E voltemos aos replicantes. Mais humanos que os humanos. Quando sua consciência é “despertada”, sua finitude revelada, então o pesadelo da data de validade os esmaga. Com o tempo, desenvolvem suas próprias emoções. Tem seus próprios sentimentos, em conluio aos implantes. E assim carregam contínuos sachês dela, a angústia. Quatro anos de vida. Vivem pra morrer antes da Copa do Mundo, queimam a largada, zeram antes das Olimpíadas. E cobaias acorrentadas ao manancial dessas recordações fakes, personificam a lenta queda, configurando-se ao abismo a cada cafungada pela maldita Los Angeles, da chuva ácida sem refresco nem sambinha de breque. Replicantes revoltos sob descabelada ampulheta, morbidez fim de feira. Dezenas de meses vivendo na terra e “partiu paletó de madeira”.
O meu amigo Celsinho é fã da Pris. Pris do “punk visú”: mais uma grande atuação da sensacional Daryl Hannah.
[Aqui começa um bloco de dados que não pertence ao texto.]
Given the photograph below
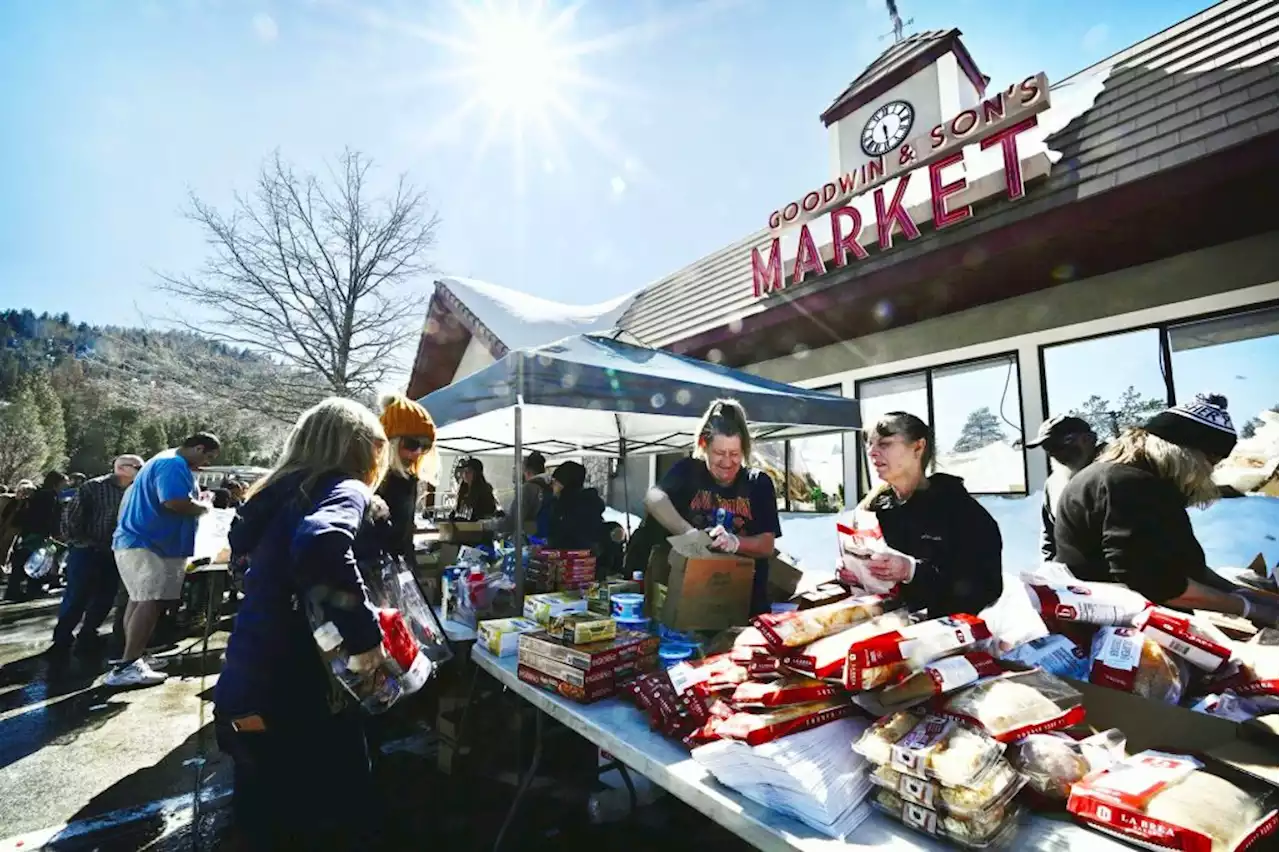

Pris das blond piruetas. Anárquica, feroz, dissimulada na medida. Do spray esculpindo aos olhos sua faixa preta, a poesia do semblante que apaixona a memória, eu sei, você que é sensível não ignora. Quando é cena da Pris o Celso pede bis. Rachel é a outra musa, replicante apaixonante, o Deckard que o diga, retruca o Celsinho, olhos pra cima, ar eufórico-delirante. Inclusive ela e o Deckard vivem um affair, você não viu na capa da Marie Claire? As duas, no entanto, sequer chegam aos pés de Stephanie Guardia.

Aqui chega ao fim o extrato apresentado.